I use grep to check for a string that validates data in a file, it works great but the problem is that the file is becoming too big and gerp has started hurting the response time to users. Since I only need to find the first occurrence I have been looking for ways to stop grep for scanning the rest of the file (6gb) but I haven't had much luck.
One way is using the -m parameter, unfortunately thta is not avaialble in the grep version we have in our AIX (not sure if I can update it).
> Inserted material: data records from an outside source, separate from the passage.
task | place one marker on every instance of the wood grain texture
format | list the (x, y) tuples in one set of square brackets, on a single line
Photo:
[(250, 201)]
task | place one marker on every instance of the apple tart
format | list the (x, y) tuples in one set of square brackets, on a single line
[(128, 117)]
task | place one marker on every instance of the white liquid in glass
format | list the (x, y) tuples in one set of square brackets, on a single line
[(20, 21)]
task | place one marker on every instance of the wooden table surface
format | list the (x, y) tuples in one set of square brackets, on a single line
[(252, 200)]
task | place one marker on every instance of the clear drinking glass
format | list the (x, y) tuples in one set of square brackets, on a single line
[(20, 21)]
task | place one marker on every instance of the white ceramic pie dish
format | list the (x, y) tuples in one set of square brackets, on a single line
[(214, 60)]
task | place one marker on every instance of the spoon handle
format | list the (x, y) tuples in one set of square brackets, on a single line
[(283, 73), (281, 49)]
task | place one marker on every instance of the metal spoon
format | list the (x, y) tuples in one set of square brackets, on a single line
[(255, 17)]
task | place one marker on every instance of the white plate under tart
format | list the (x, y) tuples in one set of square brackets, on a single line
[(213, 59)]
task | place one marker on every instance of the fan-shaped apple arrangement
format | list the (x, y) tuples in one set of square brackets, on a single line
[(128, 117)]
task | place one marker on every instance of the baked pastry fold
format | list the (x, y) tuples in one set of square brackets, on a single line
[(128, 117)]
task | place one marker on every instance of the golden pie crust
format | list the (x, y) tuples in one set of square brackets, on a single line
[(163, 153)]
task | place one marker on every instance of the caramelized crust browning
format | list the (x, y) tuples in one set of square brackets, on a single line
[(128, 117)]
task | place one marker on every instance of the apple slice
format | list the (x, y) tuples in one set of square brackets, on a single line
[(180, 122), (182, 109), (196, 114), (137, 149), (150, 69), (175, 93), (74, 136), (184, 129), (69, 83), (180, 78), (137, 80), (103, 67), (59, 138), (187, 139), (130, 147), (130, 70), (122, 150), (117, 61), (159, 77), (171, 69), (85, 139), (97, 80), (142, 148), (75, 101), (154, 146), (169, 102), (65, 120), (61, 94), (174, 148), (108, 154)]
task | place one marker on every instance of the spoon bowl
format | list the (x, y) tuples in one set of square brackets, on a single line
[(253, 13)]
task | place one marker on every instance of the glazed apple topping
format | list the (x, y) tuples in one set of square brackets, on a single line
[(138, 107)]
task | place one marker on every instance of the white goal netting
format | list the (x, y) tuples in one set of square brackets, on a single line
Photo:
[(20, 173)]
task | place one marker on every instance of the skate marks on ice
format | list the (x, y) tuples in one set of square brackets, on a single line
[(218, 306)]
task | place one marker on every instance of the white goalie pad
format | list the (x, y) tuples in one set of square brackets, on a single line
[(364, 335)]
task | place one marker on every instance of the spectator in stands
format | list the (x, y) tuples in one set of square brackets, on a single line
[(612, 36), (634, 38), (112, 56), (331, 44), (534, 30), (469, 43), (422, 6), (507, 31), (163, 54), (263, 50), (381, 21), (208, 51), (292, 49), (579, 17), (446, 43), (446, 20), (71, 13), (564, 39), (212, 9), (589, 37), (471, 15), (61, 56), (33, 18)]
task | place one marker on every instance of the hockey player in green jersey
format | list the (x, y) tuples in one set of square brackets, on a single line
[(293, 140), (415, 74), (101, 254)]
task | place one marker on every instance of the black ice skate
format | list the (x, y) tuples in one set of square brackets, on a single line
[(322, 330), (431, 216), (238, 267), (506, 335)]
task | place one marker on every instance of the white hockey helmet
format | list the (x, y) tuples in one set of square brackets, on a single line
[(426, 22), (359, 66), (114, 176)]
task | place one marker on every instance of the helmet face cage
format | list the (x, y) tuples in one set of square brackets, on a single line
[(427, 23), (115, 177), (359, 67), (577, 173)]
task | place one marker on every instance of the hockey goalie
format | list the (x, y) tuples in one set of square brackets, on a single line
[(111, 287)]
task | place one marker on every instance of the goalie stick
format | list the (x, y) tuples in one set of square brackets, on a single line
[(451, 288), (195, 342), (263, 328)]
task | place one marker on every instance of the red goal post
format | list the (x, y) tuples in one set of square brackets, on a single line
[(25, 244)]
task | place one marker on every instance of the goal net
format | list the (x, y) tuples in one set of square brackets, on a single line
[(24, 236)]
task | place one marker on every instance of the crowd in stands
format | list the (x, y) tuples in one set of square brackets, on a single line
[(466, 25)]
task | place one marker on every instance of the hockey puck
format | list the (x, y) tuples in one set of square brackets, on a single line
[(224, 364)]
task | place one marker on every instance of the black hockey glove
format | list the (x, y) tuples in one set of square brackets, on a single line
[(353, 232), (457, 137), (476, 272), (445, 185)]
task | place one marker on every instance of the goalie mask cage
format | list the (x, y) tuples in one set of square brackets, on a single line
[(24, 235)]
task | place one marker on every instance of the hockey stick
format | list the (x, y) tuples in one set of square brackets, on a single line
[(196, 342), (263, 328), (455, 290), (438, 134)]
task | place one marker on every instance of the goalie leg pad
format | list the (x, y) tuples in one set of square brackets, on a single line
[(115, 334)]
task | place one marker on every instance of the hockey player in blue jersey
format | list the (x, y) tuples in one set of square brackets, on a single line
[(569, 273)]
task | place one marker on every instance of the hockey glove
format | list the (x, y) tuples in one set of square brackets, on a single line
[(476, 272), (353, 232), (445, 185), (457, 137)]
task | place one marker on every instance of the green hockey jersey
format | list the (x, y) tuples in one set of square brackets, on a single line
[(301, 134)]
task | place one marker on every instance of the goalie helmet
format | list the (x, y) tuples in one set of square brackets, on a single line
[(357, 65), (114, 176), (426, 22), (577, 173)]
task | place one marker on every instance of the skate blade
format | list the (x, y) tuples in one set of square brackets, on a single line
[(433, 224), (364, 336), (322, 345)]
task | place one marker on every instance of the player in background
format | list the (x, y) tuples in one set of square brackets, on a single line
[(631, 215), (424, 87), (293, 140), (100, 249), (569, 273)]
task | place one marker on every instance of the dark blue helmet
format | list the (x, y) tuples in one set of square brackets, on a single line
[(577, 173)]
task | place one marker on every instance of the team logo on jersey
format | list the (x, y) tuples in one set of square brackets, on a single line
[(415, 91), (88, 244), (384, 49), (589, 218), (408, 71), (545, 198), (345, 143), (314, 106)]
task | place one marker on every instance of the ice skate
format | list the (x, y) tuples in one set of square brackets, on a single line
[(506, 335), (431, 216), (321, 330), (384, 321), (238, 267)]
I also found a small scrip that worked fine at the beginning but in the long run is takes even more time that grep:
while read line
do
echo $line | grep mystring
if [ "$?" -eq "0" ]; then
break
fi
done < mytextfile
this works great if the matches are found at the beginning of the file but when I tested with a string that is at the middle or end it took even more time than grep alone to return an asnwer and stop.
I've researched in several palces but I haven found anything else (in a simple way) that could do the trick, I tried awk and also takes longer that grep when the match is in the middle of the file.
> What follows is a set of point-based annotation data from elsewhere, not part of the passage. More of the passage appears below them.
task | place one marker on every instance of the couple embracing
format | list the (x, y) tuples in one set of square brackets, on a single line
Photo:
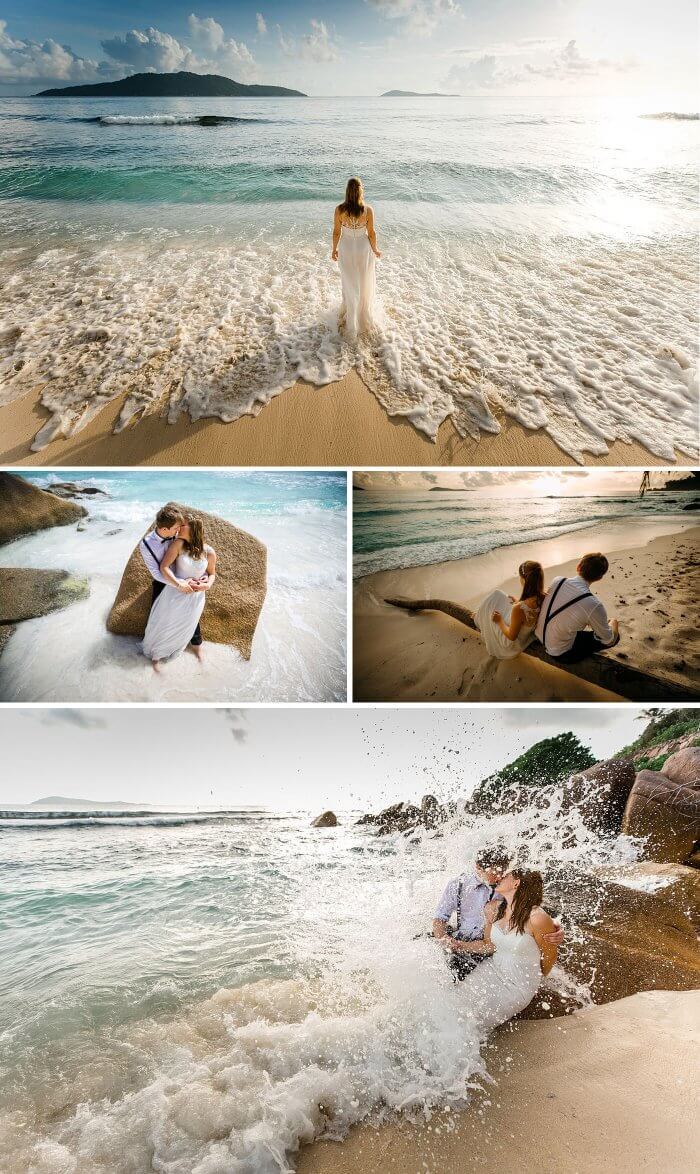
[(182, 568), (503, 942), (567, 619)]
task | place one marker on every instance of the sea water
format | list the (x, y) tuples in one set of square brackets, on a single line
[(298, 650), (539, 255), (208, 990), (401, 528)]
It might help to suppress greps output if you just want to know if a certain string is in your file or not. Use the "-q" option of grep for this and check the exit code (0 means "found", >0 means "not found").
You might consider using sed instead of grep. You could tell sed to stop at the first occurrence, here is an example:
standard grep way:
if [ -n "$(grep "blabla" /path/to/bigfile)" ] ; then
echo "found it"
else
echo "not found it"
fi
grep with "-q" option:
if [ $(grep -q "blabla" /path/to/bigfile) -eq 0 ] ; then
echo "found it"
else
echo "not found it"
fi
sed instead of grep:
if [ -n "$(sed -n '/blabla/ {;p;q;}' /path/to/bigfile)" ] ; then
echo "found it"
else
echo "not found it"
fi
The sed command applies only to lines containing "blabla" (the search string) and will print this line ("p"), then quit the processing ("q").
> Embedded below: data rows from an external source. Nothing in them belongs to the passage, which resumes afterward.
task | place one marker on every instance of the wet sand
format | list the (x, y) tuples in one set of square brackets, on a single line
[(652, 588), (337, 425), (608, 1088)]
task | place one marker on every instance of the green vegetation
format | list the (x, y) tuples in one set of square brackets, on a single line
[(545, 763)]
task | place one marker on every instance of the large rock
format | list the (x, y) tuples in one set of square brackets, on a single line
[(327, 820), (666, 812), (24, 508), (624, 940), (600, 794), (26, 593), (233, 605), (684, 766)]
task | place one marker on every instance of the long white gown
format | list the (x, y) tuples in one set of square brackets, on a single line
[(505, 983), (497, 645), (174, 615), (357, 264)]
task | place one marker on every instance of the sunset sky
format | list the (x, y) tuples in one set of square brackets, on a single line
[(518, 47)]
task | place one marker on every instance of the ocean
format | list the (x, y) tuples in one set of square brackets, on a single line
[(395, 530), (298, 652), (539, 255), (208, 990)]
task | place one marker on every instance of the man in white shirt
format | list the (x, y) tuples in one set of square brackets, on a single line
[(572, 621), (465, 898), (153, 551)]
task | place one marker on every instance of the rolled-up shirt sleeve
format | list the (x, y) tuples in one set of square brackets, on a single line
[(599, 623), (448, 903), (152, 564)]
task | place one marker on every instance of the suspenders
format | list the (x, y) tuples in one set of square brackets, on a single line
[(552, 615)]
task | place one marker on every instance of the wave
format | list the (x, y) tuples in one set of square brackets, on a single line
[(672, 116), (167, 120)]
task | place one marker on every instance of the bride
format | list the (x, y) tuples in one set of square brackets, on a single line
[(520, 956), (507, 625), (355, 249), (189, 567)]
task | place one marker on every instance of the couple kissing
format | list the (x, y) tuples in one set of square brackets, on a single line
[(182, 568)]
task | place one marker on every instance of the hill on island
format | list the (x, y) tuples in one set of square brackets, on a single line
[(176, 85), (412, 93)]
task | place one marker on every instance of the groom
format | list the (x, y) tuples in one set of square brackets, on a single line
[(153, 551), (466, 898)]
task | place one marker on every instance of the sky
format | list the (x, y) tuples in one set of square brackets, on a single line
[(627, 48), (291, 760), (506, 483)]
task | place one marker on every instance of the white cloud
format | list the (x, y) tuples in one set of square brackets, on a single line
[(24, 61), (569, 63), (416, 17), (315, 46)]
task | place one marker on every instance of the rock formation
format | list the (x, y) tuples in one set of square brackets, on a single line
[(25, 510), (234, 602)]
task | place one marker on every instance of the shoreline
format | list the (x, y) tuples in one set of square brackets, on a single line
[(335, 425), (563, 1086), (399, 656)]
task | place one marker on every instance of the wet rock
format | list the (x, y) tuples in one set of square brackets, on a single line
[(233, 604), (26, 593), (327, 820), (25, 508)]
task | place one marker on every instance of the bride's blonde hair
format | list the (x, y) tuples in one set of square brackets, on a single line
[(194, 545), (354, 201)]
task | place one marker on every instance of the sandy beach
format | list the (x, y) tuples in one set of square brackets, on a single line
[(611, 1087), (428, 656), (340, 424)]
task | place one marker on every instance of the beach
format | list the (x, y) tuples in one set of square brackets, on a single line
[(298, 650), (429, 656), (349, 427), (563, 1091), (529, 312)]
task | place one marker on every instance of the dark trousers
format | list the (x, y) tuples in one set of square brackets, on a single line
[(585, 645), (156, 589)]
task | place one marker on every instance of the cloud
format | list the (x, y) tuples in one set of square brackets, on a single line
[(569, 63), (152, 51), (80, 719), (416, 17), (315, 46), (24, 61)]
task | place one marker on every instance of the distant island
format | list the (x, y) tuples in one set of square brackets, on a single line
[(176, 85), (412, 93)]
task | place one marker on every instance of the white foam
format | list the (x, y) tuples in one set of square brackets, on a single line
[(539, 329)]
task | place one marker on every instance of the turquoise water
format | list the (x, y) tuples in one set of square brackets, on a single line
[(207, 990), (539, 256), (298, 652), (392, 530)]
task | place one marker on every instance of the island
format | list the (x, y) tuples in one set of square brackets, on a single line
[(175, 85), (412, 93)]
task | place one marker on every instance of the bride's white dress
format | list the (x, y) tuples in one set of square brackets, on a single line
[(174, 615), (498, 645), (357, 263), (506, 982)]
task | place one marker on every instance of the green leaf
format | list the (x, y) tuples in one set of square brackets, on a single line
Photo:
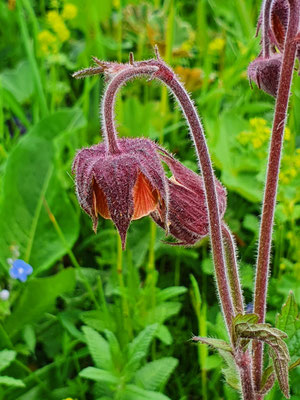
[(278, 348), (6, 357), (288, 317), (163, 311), (230, 372), (142, 342), (244, 318), (240, 319), (133, 392), (98, 320), (9, 381), (39, 297), (215, 343), (164, 335), (133, 364), (171, 292), (18, 81), (155, 374), (98, 348), (29, 178), (99, 375)]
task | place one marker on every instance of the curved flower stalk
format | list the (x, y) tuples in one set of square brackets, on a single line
[(122, 179), (117, 75), (281, 30), (265, 69), (123, 185)]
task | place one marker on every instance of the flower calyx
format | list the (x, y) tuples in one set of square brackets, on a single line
[(122, 187)]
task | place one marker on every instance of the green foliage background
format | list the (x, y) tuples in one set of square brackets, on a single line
[(92, 322)]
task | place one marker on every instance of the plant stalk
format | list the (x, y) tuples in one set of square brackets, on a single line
[(157, 69), (269, 202), (232, 270)]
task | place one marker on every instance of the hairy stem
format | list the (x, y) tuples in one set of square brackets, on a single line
[(158, 69), (108, 102), (244, 364), (232, 270), (267, 218), (266, 10)]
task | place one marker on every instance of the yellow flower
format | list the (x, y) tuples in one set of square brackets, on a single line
[(69, 11), (257, 142), (57, 24), (287, 134), (216, 45), (48, 42)]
I'd be really grateful if you could provide the runtime statistics of all the three variants. It would be very interesting to see how these different approaches compare.
I tried all the suggestions with the same string that should locate a record at the ~17% of the file (~record number 170,000), the best response time still goes to grep :
grep took 17 seconds, 3 to show the match the res 14 scanning the rest of the file.
grep mystring myfile
awk took 20 seconds
awk '/mystring{1}/' myfile.txt
then sed as scottn suggested took 28 seconds
tried awk as franklin52 suggested and took 18 seconds
so in summary I'm still good with grep but my users are not happy to wait once in a while for 17 seconds to get their screen back with the response (neither my server performance if I have many users using the same look up).
I would be so nice to find a way to stop grep after that first match, response time would go down to 3 seconds! I guess I'll have to find another source for grep that supports -m and see if I can install it.
head -1 will works just as grep since it waits for grep to finish to stop the process. The -l only shows the file name where the first match is and it stops.....the problem is that I need the output with the data.